Carlotta J. Thompkins was a famous poker player from Kentucky. Reportedly, she came from a wealthy racehorse breeder’s family. Her father was also a gambler, and he would take Charlotta with him when he traveled. He introduced her to casinos and taught her the card game. The young woman was sent to Detroit to find a husband after her father’s death. However, having run out of money there, she decided to make a living on her own, by gambling. She traveled the Mississippi River together with Mary Poindexter, her nanny and bodyguard.

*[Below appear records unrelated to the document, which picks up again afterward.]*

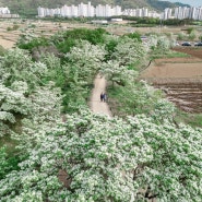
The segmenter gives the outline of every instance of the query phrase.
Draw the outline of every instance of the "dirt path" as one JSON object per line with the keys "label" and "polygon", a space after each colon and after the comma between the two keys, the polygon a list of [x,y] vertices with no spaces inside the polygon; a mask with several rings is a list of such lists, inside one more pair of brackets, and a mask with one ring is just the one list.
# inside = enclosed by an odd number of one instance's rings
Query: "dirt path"
{"label": "dirt path", "polygon": [[105,92],[105,88],[106,88],[105,78],[100,78],[100,75],[97,75],[94,81],[94,88],[92,92],[90,106],[94,114],[100,114],[111,117],[111,111],[109,110],[107,103],[100,102],[100,93]]}

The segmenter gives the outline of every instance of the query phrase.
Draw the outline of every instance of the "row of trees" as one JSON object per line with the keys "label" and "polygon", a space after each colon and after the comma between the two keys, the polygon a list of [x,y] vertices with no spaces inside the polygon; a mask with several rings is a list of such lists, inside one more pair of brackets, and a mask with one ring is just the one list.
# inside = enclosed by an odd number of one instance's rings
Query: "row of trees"
{"label": "row of trees", "polygon": [[[0,201],[201,201],[201,129],[176,123],[174,105],[138,81],[150,52],[168,51],[166,37],[151,36],[146,45],[136,34],[103,33],[102,43],[73,39],[64,52],[61,36],[43,47],[55,55],[33,60],[32,47],[1,58],[1,135],[17,141],[19,161],[11,166],[1,148]],[[134,116],[87,109],[98,72],[126,90],[124,114]]]}

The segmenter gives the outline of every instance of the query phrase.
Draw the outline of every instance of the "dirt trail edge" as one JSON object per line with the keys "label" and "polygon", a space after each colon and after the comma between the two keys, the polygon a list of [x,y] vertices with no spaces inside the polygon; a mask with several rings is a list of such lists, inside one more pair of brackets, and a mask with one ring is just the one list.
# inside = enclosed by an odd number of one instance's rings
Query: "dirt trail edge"
{"label": "dirt trail edge", "polygon": [[107,103],[100,102],[100,93],[106,91],[106,80],[104,76],[97,75],[94,80],[94,88],[90,100],[91,110],[94,114],[106,115],[111,117],[111,111]]}

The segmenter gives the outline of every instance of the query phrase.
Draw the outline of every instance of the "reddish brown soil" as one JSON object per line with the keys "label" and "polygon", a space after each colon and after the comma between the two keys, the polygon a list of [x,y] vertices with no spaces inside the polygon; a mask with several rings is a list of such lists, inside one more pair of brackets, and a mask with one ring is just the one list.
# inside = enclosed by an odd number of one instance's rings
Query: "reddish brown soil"
{"label": "reddish brown soil", "polygon": [[166,97],[188,112],[202,112],[202,47],[179,47],[190,58],[155,60],[141,78],[162,88]]}
{"label": "reddish brown soil", "polygon": [[202,59],[202,47],[176,47],[174,50]]}

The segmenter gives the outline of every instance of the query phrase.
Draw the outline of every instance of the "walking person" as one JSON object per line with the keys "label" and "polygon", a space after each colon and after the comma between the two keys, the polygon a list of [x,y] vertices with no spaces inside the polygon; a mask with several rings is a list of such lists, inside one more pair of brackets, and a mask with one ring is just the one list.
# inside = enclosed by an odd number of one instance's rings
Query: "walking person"
{"label": "walking person", "polygon": [[104,102],[104,93],[100,94],[100,102]]}
{"label": "walking person", "polygon": [[107,94],[106,93],[104,93],[104,102],[106,103],[107,102]]}

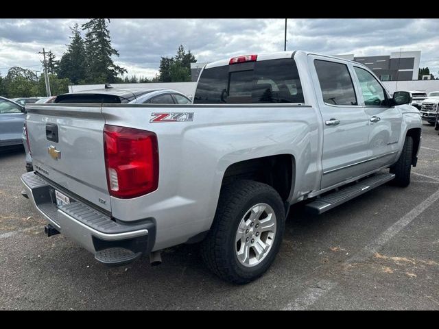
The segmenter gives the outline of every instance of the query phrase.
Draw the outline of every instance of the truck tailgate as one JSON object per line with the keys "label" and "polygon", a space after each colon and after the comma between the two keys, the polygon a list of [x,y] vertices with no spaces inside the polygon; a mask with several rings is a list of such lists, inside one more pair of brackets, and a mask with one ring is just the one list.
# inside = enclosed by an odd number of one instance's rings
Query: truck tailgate
{"label": "truck tailgate", "polygon": [[86,200],[111,211],[100,104],[27,106],[34,169]]}

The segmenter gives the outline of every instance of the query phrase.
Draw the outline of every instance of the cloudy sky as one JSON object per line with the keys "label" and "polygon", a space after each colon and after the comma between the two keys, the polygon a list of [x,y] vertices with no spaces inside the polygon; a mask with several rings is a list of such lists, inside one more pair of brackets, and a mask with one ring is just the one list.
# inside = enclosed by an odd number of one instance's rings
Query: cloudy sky
{"label": "cloudy sky", "polygon": [[[44,47],[60,59],[69,43],[70,26],[86,19],[0,19],[0,73],[14,66],[41,71]],[[285,20],[145,19],[111,19],[117,64],[128,75],[152,77],[161,56],[175,55],[180,44],[198,62],[283,50]],[[287,49],[324,54],[390,55],[420,50],[420,67],[439,71],[439,19],[289,19]]]}

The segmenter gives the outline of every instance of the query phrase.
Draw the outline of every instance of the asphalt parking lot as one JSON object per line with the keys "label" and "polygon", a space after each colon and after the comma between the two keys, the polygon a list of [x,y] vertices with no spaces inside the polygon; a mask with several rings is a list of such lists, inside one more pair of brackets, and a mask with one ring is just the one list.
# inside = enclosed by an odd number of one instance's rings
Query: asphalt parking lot
{"label": "asphalt parking lot", "polygon": [[108,268],[21,195],[23,149],[0,154],[0,309],[439,309],[439,136],[424,125],[406,188],[380,186],[320,216],[294,206],[270,270],[222,281],[196,245]]}

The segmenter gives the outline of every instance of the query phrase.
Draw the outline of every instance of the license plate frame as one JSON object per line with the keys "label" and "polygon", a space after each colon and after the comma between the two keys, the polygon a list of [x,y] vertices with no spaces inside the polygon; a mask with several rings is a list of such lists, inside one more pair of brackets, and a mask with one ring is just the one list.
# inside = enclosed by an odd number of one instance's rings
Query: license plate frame
{"label": "license plate frame", "polygon": [[70,204],[70,198],[59,191],[55,190],[55,198],[56,199],[56,206],[58,208],[66,204]]}

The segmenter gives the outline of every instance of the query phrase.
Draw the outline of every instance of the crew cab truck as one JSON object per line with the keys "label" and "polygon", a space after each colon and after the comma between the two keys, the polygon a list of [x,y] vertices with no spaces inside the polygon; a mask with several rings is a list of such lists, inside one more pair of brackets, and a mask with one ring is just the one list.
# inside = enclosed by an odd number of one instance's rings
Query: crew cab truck
{"label": "crew cab truck", "polygon": [[[289,206],[320,214],[410,182],[422,123],[367,67],[305,51],[206,65],[192,104],[27,106],[29,198],[109,265],[200,243],[239,284],[279,249]],[[390,170],[388,169],[390,169]]]}

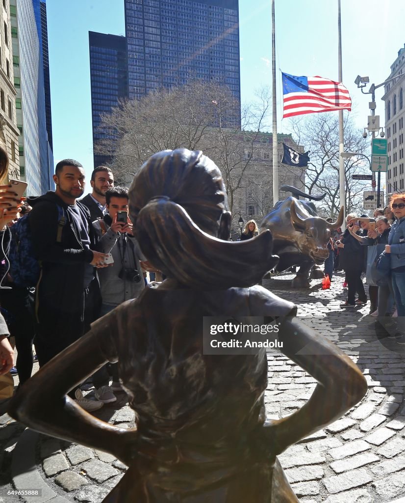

In 1865, Lottie settled down in San Antonio: she became a house gambler at the University Club and fell in love with Frank Thurmond. When Frank, being accused of murder, fled the town, Lottie went with him on a quest through Texas. In Fort Griffin, a frontier outpost known for gambling and general roughness of its visitors and inhabitants, Lottie became a famous, almost legendary figure. She was given nicknames such as “Angel of San Antonio”, “Mystic Maud”, and “Queen of the Pasteboards”. After several years, she moved to New Mexico and became the owner of a gambling room and a restaurant in Silver City.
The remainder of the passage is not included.